Australian beef exports to Russia were “sluggish” last year as a result of competition from South America and increased demand for Australian manufacturing beef in the US, according to the latest data from Meat and Livestock Australia (MLA).
Exports of Australian beef to Russia totalled 32,162 tonnes swt in 2012, down 41% on 2011 figures. Analysts said that “a significant depreciation in the Brazilian exchange rate, cheap product coming out of Paraguay, and resurgence in Australian manufacturing beef exports to the US” were to blame for the slowdown, which comes after two strong years of beef exports to Russia.
The volume losses were driven by frozen beef, which accounted for 91% of Australian beef shipments to Russia last year. “The vast majority of beef shipments to Russia are frozen (97% in 2012); with Australian beef largely used for further processing. This beef competes with South American product directly, with importers very price-sensitive, leaving Australian product exposed to any price decreases from South American suppliers,” said the MLA.
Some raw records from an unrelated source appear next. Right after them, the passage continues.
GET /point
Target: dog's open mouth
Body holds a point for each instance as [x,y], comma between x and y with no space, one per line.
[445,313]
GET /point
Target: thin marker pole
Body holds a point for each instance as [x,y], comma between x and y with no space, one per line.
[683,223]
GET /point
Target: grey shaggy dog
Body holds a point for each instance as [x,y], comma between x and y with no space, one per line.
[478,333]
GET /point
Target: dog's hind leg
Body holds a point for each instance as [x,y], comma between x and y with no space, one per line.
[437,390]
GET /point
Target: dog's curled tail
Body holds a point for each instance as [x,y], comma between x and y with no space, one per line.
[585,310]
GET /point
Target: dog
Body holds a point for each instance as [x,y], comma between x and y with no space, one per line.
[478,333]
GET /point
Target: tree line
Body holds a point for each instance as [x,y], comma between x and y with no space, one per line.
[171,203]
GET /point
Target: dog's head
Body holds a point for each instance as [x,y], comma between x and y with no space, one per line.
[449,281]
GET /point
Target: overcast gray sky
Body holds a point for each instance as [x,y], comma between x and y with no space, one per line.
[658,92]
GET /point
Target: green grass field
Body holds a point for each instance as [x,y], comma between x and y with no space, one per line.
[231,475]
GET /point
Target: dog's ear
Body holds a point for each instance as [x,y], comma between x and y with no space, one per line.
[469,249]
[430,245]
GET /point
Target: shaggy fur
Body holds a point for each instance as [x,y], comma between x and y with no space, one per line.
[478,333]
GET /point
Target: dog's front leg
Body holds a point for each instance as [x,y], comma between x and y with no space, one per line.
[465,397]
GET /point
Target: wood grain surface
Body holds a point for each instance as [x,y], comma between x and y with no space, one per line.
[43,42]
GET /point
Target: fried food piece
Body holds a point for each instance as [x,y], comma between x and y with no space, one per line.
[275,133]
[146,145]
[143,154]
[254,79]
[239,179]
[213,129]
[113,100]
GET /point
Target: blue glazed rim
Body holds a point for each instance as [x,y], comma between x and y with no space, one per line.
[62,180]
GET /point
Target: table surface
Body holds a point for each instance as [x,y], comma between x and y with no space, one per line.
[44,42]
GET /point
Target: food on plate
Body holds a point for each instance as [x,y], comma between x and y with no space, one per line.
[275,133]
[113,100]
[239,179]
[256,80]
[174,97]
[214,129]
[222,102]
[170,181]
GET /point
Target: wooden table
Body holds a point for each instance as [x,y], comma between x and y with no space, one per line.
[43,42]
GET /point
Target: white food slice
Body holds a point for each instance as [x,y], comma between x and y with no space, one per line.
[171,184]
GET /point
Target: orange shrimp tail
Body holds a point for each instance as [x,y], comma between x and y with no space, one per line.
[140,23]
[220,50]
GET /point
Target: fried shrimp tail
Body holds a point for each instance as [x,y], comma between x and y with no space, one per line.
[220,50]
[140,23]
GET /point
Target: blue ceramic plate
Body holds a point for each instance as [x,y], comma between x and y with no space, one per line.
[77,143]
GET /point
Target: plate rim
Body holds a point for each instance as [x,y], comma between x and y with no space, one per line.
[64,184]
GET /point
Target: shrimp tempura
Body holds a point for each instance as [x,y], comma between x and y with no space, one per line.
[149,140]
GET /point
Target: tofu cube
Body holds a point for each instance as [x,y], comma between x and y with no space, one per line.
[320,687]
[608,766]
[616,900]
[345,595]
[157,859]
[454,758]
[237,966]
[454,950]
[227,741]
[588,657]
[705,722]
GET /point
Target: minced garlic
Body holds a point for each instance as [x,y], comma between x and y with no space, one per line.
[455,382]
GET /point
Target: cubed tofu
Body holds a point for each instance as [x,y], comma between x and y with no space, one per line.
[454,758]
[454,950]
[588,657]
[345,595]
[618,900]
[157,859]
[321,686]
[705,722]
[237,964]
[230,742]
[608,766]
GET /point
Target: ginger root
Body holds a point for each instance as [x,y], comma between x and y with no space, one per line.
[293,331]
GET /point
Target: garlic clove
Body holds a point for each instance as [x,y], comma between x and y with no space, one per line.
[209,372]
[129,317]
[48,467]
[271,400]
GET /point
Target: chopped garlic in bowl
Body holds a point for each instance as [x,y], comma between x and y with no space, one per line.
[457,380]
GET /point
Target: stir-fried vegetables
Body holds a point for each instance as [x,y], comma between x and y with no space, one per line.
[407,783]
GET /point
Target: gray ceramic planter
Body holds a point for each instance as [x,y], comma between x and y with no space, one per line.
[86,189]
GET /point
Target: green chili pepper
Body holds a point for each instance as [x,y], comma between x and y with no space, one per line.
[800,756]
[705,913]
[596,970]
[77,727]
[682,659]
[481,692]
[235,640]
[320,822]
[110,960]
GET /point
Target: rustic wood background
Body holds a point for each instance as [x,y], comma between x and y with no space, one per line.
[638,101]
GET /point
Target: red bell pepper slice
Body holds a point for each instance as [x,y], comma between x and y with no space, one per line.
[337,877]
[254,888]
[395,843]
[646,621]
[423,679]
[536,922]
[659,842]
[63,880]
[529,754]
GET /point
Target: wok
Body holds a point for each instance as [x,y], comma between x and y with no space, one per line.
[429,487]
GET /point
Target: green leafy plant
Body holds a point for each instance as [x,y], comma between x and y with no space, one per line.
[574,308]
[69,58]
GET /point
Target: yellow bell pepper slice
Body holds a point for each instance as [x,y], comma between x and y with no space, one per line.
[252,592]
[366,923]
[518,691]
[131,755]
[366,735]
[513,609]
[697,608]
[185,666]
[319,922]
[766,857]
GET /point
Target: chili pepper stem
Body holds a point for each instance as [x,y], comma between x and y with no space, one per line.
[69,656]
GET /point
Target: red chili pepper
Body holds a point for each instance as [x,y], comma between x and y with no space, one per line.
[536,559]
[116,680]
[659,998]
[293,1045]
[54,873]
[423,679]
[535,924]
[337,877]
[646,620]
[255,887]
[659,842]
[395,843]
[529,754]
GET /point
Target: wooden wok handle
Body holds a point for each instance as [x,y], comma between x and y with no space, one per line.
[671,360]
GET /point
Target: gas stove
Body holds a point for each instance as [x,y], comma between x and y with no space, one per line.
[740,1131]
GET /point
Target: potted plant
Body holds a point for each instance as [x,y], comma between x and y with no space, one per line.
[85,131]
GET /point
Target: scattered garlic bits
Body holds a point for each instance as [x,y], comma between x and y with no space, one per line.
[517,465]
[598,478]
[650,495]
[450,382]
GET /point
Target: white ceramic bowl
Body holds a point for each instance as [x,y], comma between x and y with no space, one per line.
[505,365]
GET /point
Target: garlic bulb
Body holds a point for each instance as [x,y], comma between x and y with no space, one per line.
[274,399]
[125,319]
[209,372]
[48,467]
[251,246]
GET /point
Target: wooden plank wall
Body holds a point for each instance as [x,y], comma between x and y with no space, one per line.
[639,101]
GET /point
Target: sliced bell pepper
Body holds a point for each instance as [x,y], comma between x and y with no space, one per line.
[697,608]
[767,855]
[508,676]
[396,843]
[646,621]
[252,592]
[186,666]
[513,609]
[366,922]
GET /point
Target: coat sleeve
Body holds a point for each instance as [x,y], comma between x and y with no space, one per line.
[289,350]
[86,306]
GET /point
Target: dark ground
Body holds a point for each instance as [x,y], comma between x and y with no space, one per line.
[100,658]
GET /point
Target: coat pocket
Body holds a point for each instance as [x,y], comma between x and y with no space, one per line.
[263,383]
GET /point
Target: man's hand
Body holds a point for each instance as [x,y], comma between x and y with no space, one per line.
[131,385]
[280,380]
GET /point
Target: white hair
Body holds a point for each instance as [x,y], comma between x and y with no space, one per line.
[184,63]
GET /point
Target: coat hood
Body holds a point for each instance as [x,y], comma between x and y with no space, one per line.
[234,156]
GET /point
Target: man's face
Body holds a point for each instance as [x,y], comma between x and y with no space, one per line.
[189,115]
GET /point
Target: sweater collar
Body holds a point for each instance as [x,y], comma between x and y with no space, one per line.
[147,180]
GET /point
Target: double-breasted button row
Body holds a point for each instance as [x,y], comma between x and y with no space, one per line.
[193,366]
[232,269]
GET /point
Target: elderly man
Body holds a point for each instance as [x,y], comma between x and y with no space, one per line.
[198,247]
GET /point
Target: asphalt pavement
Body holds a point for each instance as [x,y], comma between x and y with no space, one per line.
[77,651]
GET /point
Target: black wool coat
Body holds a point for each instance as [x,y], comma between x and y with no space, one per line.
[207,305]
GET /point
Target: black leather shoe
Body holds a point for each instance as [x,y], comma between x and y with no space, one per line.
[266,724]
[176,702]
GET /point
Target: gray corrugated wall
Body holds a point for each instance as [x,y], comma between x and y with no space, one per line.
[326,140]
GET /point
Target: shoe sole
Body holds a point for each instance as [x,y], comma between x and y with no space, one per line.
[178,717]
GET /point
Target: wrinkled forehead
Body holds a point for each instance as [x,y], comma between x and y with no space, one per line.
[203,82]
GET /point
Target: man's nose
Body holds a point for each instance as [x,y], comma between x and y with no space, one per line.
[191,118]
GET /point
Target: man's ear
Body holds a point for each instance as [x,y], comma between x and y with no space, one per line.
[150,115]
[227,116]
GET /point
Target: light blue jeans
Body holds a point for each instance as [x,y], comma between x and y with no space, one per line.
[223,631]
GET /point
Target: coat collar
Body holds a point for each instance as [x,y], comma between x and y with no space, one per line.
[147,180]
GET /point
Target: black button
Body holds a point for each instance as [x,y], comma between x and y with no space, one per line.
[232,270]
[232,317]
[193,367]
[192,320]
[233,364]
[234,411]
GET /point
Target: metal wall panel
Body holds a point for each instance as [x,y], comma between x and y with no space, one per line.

In contrast, exports of chilled beef actually increased 9% year-on-year. “High-quality chilled beef, mostly going into high-end steakhouses, has largely avoided the competitiveness issues associated with frozen beef,” said the MLA, pointing out that Australia’s biggest competitor on chilled beef in the Russian market was the US.
Looking forward, analysts said that Russia’s recent succession to the World Trade Organization should improve market access for Australian beef. Additionally, Australia’s quota for chilled beef exports to Russia is set to increase from 30,000 tonnes to 40,000 tonnes this year, reducing tariffs for exporters.
EU grain-fed growth
While Australian beef exports to Russia slowed down last year, there was significant growth in exports to the EU. Australia exported a total of 14,949 tonnes swt of beef to the EU in 2012, up 16% on 2011 and the highest level since 1998.
The MLA said this growth was “largely a result of increased usage of the recently expanded EU grain-fed beef quota”. The quota was expanded from 20,000 tonnes to 48,200 tonnes in mid-2012, driving a 48% year-on-year increase in Australian grain-fed beef shipments to the EU. Grass-fed beef also increased slightly, with exports up 1% to 8,686 tonnes swt.